Le regioni più dinamiche risultano Puglia (+6,3%), Liguria (5,2%) e Sicilia (+5,2%), seguite da Campania (+3,6%) e Basilicata (+3,5%). “La ripresa dell’occupazione si è accompagnata con la positiva evoluzione di alcuni aspetti qualitativi – si legge ancora nel report – quali gli incrementi che hanno interessato le fasce di lavoratori con contratto a tempo indeterminato e a tempo pieno. Tutto ciò si è riflesso in un miglioramento di tutti gli indicatori del mercato del lavoro, sostanzialmente in linea con quanto avvenuto per la media Ue a 27 paesi”.

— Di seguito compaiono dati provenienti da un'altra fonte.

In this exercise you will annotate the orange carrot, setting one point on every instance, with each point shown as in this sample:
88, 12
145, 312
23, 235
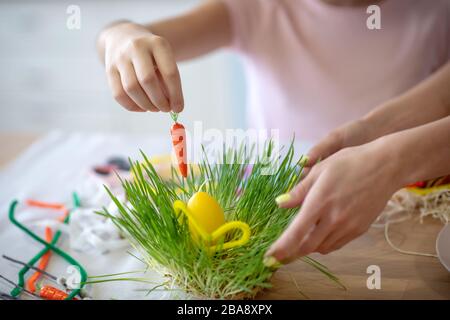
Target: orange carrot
31, 283
51, 293
179, 143
41, 204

Tutto bene, allora? Per la verità ci sono due considerazioni che delineano qualche ombra sul futuro prossimo venturo dell’economia, non solo meridionale. In primo luogo, il sorpasso del Sud è frutto di un cambiamento importante delle politiche di bilancio, che hanno sostenuto negli ultimi anni le fasce più deboli della popolazione e soprattutto un settore, quello delle costruzioni, alimentato dagli incentivi del superbonus. Incentivi che, fra il 2023 e il 2024, sono stati sostituiti dagli investimenti, pubblici del Pnrr. Per una volta, le politiche economiche, hanno favorito la riduzione del divario e non creato le condizioni per l’allargamento del gap.

Il secondo motivo di preoccupazione, invece, riguarda la dinamica salariale. Infatti, a fronte di una forte crescita dei posti di lavoro, gli stipendi in Italia sono rimasti fermi. Anzi, hanno perso potere d’acquisto, a causa dell’impennata dell’inflazione. Mentre il recupero del biennio 2021-22, legato ai rinnovi contrattuali, non ha consentito di tornare sui livelli del pre-pandemia. “L’Italia – fanno notare gli esperti della Svimez e di Ref Richerche – è l’unica tra le maggiori economie europee con retribuzioni reali al di sotto dei livelli del 2013 (-5,5%; -8,1% nel Mezzogiorno)”.

La “questione salariale” pesa sulle prospettive di crescita. “Dal 2021, le principali misure di policy di accompagnamento alla ripresa – sostegno ai redditi delle famiglie e agli investimenti in costruzioni – hanno garantito una soddisfacente tenuta della domanda, con impatti territoriali omogenei. Il venir meno di queste misure inevitabilmente condizionerà il contributo alla crescita della domanda interna, rallentando ulteriormente il ritmo della ripresa. La fase di rientro dalle politiche di bilancio espansive va gestita salvaguardando le priorità dell’inclusione sociale e del rilancio degli investimenti pubblici e privati”. Molto dipenderà, dalle scelte della prossima manovra economica, che saranno però pesantemente condizionate dal ritorno delle regole del Patto di Stabilità. Un ruolo decisivo potrà essere giocato, infine, dall’accelerazione dei cantieri del Pnrr e dal rilancio degli investimenti pubblici.